What was amazing to me about the reporting of this article was despite hearing all of these creepy anecdotes - and admitting that girls as young as four are participating in a ceremony about their virginity - writer Nancy Gibbs still managed to be smitten over the whole shebang. (One of the subheads actually reads 'A Delicate Dance')
But first...a creepy anecdote.
Kylie Miraldi has come from California to celebrate her 18th birthday tonight. She'll be going to San Jose State on a volleyball scholarship next year. Her father, who looks a little like Superman, is on the dance floor with one of her sisters; he turns out to be Dean Miraldi, a former offensive lineman with the Philadelphia Eagles. When Kylie was 13, her parents took her on a hike in Lake Tahoe, Calif. "We discussed what it means to be a teenager in today's world," she says. They gave her a charm for her bracelet--a lock in the shape of a heart. Her father has the key. "On my wedding day, he'll give it to my husband," she explains. "It's a symbol of my father giving up the covering of my heart, protecting me, since it means my husband is now the protector. He becomes like the shield to my heart, to love me as I'm supposed to be loved."

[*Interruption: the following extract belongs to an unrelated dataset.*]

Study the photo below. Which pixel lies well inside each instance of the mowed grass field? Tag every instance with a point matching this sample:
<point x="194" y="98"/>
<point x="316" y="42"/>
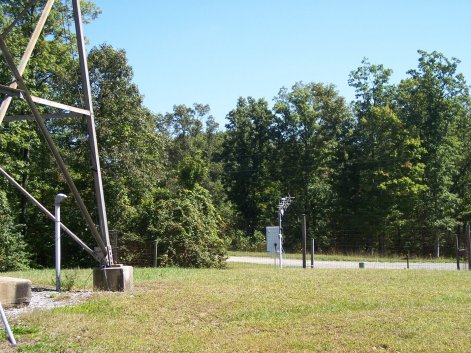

Paging Dr. Freud! But Gibbs is loving it.
Leave aside for a moment the critics who recoil at the symbols, the patriarchy, the very use of the term purity, with its shadow of stains and stigma. Whatever guests came looking for, they are likely to come away with something unexpected. The goal seems less about making judgments than about making memories.
And making sure young women think their worth is dependent on whether or not they're sexual. So, no Ms. Gibbs, I think I won't "leave aside" that very real and very dangerous message. Thanks anyway!
The rest of Jessica's post (and at least 110 comments) is here. Here's one of the more interesting ones:
Since it hasn't been mentioned, I'll just briefly point out that the whole thing is not only creepy but also yet another instance of compulsory heterosexuality (queer kids and parents need not apply). And, I feel very sorry for girls who never marry since they remain daddy's property for life.